Faculty and students at ISyE are developing, applying, and disseminating advanced science and evidence-based approaches to improving health care systems and patient care, prevention of disease, public health decisions, and humanitarian systems within the U.S. and abroad through a variety of research activities. Our long-standing strengths across methodological areas are integrated with extensive knowledge of the domain and strong private and public partnerships to transform health and humanitarian systems, leading to new methods and analytical approaches, and positively affecting individual patients, population health, and health systems; as well as humanitarian systems (from disasters to development).
The availability of data has risen exponentially. This data lays the foundation for improvements across health and humanitarian systems, including decisions at a variety of different levels. Research in health and humanitarian systems relates closely with many areas across ISyE, including methodology areas (e.g., simulation, optimization, and statistics) and application areas (e.g., supply chain engineering, analytics, and machine learning).
Current research areas include
- Developing patient-centered solutions: Decision support tools for catch-up vaccination scheduling for children and adults or optimizing radiation treatment for tumors.
- Informing clinician decisions: Clinician guidance on which patients are at greater risk for nonconvulsive epileptic seizures using statistical techniques.

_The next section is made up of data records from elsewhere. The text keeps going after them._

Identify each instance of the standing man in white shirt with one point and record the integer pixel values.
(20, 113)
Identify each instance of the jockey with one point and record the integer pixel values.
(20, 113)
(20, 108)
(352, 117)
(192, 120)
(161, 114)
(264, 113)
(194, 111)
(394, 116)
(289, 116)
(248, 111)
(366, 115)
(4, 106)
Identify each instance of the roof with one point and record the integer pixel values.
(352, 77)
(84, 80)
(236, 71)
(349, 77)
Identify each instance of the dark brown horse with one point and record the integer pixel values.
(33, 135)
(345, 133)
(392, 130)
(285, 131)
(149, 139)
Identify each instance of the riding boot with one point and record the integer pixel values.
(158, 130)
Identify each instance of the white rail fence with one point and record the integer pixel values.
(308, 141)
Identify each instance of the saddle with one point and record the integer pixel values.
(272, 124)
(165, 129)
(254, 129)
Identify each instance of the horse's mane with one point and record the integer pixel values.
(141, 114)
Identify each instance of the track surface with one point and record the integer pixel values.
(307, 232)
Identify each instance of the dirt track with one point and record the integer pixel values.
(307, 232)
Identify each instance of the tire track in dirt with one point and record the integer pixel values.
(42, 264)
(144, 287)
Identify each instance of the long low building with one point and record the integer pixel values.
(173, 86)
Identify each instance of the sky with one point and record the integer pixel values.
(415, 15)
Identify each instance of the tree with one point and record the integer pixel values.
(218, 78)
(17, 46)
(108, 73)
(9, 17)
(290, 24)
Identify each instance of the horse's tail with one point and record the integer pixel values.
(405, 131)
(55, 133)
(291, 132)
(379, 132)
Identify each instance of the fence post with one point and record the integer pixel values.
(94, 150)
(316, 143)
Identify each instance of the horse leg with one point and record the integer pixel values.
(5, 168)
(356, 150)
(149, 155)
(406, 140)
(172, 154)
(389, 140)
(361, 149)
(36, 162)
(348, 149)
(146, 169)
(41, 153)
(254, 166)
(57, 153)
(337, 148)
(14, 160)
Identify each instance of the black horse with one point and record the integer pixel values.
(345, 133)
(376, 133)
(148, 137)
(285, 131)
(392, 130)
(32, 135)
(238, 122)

- Optimizing health care operations: Improving patient flow in clinic or hospitals, scheduling of medical residents, staffing decisions for nurse call centers, planning for disaster response in public health.
- Designing health networks: Optimizing sites for telemedicine to improve health care access or balance cost and equity over the system.
- Evaluating or informing policies: Evaluating the impact of school closures during an influenza pandemic, identifying areas with highest levels of childhood obesity, quantifying status quo of utilization and pathways of services, interventions to treat or prevent disease, analysis of expenditures.